We specialize in the design, development, prototyping, and manufacture of high precision components and sub-assemblies for automotive powertrain applications. We have expanded by winning several new contracts.  This plant makes variable geometry turbo parts for Cummins and make engine components for Borg Warner.  Everything we do is built around CAFÉ standards for emissions. VTL Group employs 275 globally, and has 48 employees in this Charleston plant.”

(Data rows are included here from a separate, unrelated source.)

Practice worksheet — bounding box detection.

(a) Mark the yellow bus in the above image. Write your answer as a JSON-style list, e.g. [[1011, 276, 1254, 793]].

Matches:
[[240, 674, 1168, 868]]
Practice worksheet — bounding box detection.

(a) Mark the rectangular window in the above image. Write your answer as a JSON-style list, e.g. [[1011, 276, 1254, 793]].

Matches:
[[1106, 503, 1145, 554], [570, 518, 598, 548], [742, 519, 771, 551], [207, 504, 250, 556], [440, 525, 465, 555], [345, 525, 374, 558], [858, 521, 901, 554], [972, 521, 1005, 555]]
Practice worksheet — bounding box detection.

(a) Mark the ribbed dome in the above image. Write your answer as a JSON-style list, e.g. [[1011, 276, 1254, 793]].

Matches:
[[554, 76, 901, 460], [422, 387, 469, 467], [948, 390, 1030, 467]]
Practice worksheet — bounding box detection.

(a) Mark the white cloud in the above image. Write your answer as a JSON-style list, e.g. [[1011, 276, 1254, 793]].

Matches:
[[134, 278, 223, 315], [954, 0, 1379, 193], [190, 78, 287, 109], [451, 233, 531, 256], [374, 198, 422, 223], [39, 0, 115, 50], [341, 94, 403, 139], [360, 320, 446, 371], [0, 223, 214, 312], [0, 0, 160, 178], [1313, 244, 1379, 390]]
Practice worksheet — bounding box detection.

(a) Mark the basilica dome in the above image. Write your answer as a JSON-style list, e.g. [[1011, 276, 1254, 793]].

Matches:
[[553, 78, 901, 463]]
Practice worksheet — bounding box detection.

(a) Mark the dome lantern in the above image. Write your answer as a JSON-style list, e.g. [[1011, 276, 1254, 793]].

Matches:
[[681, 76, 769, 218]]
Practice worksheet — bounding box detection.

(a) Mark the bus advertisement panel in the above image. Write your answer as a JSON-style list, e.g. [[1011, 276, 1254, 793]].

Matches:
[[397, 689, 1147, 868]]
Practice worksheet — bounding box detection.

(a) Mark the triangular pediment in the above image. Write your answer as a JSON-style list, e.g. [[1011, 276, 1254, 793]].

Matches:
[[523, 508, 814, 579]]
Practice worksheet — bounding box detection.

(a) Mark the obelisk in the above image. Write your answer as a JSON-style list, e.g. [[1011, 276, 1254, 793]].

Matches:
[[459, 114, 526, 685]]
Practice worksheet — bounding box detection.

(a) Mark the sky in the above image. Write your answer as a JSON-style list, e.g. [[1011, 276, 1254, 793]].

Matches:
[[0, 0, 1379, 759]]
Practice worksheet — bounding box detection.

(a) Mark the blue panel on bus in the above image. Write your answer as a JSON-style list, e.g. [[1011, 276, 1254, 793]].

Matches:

He went on to tell me about the genesis of the region’s youth apprenticeship program. “We were one of the six companies that showed up at a meeting in 2013 to discuss starting an apprenticeship program, which launched in 2014. We had a signing day event for 11 students. Now, this fall we’ll have 100 in the program.  Apprentices can start when they are 16 years old in high school. There are now nine industry sectors and 122 companies in the apprenticeship program. Industrial mechanics is the most requested training.”

Two of their new apprentices were brought in to meet me:  John Cody Geiger and Ty’Celia Young.  Both are high school students.  Ty’Celia said, “My high school engineering teacher encouraged me to apply when I was a junior.” Cody said, “I got an email from my high school principal and applied as a senior, so I graduated before starting at VTL.”

They go to high school in the morning, and then take industry-specific college courses a couple afternoons, and go to work the other afternoons during the school year. In the summer, they work full-time. When they complete the apprenticeship program, they will be Certified as Journeymen by the Department of Labor. They will also have two years of paid work experience on their resume. VTL has hired two past apprentices as full-time employees.

There are 26 schools in the apprenticeship program, public high schools, as well as charter schools and private schools. The Charleston Metro Chamber of Commerce pays for the tuition, tools and supplies for all of the students, so the students are getting their training free of charge. The Charleston Metro Chamber focuses on in-demand occupations. Besides advanced manufacturing, Charleston is also becoming an IT hub.

When I asked about the curriculum, I was told that the community colleges already had curriculum, which the companies helped modify to meet their needs. The program has two main goals:

  • Fill the critical workforce needs.
  • Monitor the next generation of students to keep them in the region.

Apprenticeship training is not all the training provided at VTL. Every employee is allowed one hour a week for training, but it is up to them to take advantage of the opportunity. VTL uses ToolingU training modules for their in-house training program.

Mr. Teague gave us the plant tour, and I was amazed at how many robots they had doing various manufacturing processes and moving parts from one operation to another. No wonder that only 48 employees at this plant are able to maintain the work flow required of a Tier 1 and Tier 2 automotive supplier. The parts I saw in process were Variable Cam Timing engine components and turbo-charger components. Mr. Teague showed me their Lean scoreboard section where there are visual displays of all the metrics required for a Lean company.  Naturally, VTL is also ISO 9001:2008 and TS 16949 Certified.

From these tours, I could see why world class companies are choosing to locate or expand in the Charleston, South Carolina region. A very favorable business climate, excellent transportation options by truck, rail, and ship for both national and international destinations, a highly skilled, trained workforce, and apprenticeship programs make the region a desirable location for many manufacturing sectors, especially those that export their products.